Er war an der Balkontür stehen geblieben. Nervös zupfte er nun ohne recht hinzuschauen an der Schnurmechanik der Jalousie. Die Lamellen drehten sich und gaben kurzzeitig ein nichts sagendes Draußen zur Sicht frei, das zum raschen Zudrehen der Lamellen bewegte. Hohe Mauern, die dem kahlen Innenhof, der gelegentlich nach Bedarf verschönert wird, nur wenig Raum lassen.
Die Galeristin nickte verständnisvoll. Sie war immer sehr charmant, hübsch auch, verstand alles, so schien es Frederik zumindest.
Frederiks Bilder gingen gut. Ein bisschen dekorativ, ein ganz klein bisschen ironisch, mehr wollte die Provinz nicht, mehr verstand sie auch gar nicht.
"Und in das Gästebuch hat auch keiner etwas darüber geschrieben", grummelt Frederik weiter.
Morgen kommt sogar ein Artikel heraus. Die Galeristin hatte ihn noch am vormittag mit der Volontärin der Lokalzeitung besprochen, nichts Feuilletonistisches oder gar Negativkritk, eher so die informative Ebene. Das Gesamtwerk und der mühsame Schaffensprozess sollten positiv herausgestrichen werden. Die Differenz zu einem Freizeitmaler.
Frederik holte sein Atemspray heraus. Erschöpft ließ er sich auf eine Chaiselongue aus weißem Leder und Metall fallen. Überall standen Kekse und Sekt. Er rieb sich die Füße, rieb sich die Augen, dann wieder die Füße. Er wollte nicht laufen, er wollte nichts sehen. Das Bild sollte doch sein ästhetisches Programm darlegen, sollte sein ganz persönliches, künstlerisches Manifest sein!
"Du übertreibst, Frederik. Du hast es gar nicht recht mitbekommen, du musstest ja…".
Ja was, auf den Trost jetzt war er gespannt. Sie setzte sich neben ihn, schlug ihre langen Beine übereinander. Was wollte er, fragte sie sich. Er hatte sie, er verdiente Geld, und das bei einer wahrhaft nur mäßigen Begabung. Im Übrigen dank ihres unermüdlichen und wahrlich grenzenlosen Einsatzes. Gelangweilt sah sie an sich herunter. Sie sollte die Ringe und das Collier abnehmen, der Abend war vorbei.
"Du hast dauernd das Gästebuch durchgeblättert.

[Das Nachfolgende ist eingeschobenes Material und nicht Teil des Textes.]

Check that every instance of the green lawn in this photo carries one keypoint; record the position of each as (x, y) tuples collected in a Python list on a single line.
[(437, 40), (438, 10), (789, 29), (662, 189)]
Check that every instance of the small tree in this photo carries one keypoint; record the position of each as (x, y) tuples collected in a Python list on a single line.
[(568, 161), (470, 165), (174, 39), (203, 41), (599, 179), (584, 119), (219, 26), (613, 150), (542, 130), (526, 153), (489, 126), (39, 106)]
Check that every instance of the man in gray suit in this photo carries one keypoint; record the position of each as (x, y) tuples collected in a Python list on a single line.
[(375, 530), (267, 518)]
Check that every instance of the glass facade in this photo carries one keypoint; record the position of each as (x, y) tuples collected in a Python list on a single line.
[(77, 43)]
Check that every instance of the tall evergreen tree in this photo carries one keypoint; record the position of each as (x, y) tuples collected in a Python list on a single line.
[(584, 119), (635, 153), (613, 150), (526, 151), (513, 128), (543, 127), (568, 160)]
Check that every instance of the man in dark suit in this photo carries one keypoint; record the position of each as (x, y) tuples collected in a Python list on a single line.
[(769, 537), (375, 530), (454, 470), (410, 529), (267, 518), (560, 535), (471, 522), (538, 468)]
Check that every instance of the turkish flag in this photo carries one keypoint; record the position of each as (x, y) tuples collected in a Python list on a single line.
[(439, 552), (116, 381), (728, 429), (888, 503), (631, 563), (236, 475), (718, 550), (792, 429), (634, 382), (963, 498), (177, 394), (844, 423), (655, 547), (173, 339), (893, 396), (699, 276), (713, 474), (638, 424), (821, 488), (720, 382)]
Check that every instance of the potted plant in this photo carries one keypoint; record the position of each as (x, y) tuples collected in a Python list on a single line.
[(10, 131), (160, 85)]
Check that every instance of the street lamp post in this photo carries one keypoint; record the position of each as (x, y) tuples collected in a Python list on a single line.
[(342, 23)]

Du hast die bewundernden Gäste weder vor den Bildern stehen sehen, noch hast du ihnen die Gelegenheit gegeben, sich für diesen Kunstgenuss in Form eines Eintrags zu bedanken."
Er betrachtete sein Bild, die Agonie der großen metamorphotischen Melusine, so hatte er es genannt. Eine Meerjungfrau, deren Schwanz sich gerade zu Beinen zu spalten begonnen hatte, setzte ihrem Leben eine Ende, in dem sie sich an einer goldenen Kordel aufhängt, den Leib wie zu einem Haken gekrümmt.
Er hätte bei der abstrakten Malerei bleiben sollen.

 

Hallo, Claudio Naso, und willkommen!

Vorweg: Ich werde deine Geschichte nicht interpretieren. Ich möchte sie für die nächsten Leser so jungfräulich stehen lassen.:D Soviel kann ich aber sagen, ich mag sie – die folgende Kritik ist also gutgemeint!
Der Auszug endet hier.